EKART

  • Artist AHMED BEN NESSIB
  • Technical: Animated short film, Black & white, HD, sereo Courtesy Ahmed Ben Nessib
  • Duration: 9'
  • Year of production: 2017
  • Country: Tunisia
EKART is a trail of reading the Tale of Isaac, an excerpt from Ingmar Bergman's TV movie; Fanny and Alexander. The idea was to start from the literal expression "working based on the text", which meant for Ahmed to part with it. Using the technique of the swimmer "who leans on the wall of the pool to exert an opposing force on it and set himself in motion. I chose two points. If the text tells the story of a young man, I will tell the story of a young woman.

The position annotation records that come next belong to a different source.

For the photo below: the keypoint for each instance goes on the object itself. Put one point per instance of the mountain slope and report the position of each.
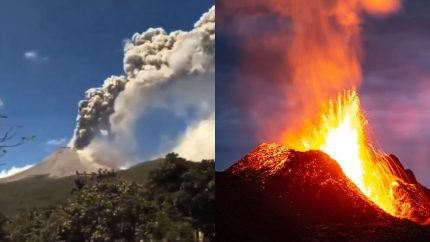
(278, 194)
(62, 163)
(42, 190)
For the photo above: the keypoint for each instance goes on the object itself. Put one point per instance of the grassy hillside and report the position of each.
(42, 191)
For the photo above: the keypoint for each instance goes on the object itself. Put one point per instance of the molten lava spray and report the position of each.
(323, 60)
(324, 54)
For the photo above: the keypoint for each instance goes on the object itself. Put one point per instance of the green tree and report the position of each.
(185, 191)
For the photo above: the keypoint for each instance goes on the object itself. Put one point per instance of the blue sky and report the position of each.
(52, 51)
(395, 90)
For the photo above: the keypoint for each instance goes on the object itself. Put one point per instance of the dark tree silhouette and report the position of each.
(10, 138)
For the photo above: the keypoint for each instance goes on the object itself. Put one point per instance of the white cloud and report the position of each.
(14, 170)
(57, 142)
(198, 142)
(33, 55)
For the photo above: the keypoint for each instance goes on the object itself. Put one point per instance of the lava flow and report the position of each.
(340, 132)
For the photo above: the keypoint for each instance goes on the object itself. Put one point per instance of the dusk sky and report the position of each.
(395, 90)
(52, 51)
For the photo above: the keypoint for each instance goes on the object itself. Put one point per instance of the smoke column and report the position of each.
(172, 71)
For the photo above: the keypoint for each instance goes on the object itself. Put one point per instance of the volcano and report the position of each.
(279, 194)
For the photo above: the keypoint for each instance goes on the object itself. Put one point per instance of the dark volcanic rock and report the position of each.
(278, 194)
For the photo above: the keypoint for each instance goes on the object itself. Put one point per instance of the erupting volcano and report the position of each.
(327, 170)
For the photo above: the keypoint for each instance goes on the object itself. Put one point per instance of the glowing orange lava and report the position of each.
(340, 132)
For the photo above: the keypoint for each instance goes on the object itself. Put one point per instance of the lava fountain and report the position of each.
(340, 132)
(324, 59)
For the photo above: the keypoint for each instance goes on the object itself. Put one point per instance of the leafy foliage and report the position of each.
(176, 204)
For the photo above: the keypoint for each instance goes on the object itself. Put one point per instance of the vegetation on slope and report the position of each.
(175, 204)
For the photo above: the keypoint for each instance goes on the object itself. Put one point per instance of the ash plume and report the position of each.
(95, 110)
(170, 71)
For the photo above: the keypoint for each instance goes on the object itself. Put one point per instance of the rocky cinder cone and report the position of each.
(279, 194)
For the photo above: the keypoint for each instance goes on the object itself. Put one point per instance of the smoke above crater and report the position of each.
(169, 71)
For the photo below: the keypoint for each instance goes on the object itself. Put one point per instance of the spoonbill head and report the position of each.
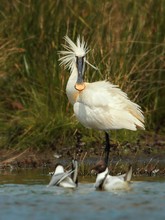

If the action takes place outside, I'll bring everything inside" as he defined it. This technique allowed to open a window without falling into the mimetism of words and the drawings followed as if they were pre-existing his intention. The artist questions the animation in an accumulation of drawings "precisely because the animation resides within the drawings and never in them. The visibility of animation has a price; it is the erasure of all the drawings" explains Ahmed. The artist implements a process through which he questions the place of the word to define the image, his search to surpass it, the drawing that relies on two dichotomous points of the original text, to re-invent a tale of antipodes that relies on the technique of the swimmer. Ekart was awarded at the festivals "Ciné Poème 2018" in Bezons and "Animavì, Festival International de Cinéma d'animation Poétique", in Pergola.

AHMED BEN NESSIB

Ahmed Ben Nessib Born in 1992 in Tunis Lives and works in Naples, Italy. Graduated from EMCA (Angoulême) and the Scuola Del Libro of Urbino, Ahmed Ben Nessib is a draughtsman and director of animated films. His drawings have been exhibited in various art galleries in Italy, including "Tricromia" and published by several newspapers and magazines, including "Lo straniero" and "Internazionale". He has also published "Ekart // la tecnica del nuotatore", and "L'assassino è sempre più confuso" with Libri Somari, the publishing house he founded with Samuele Canestrari.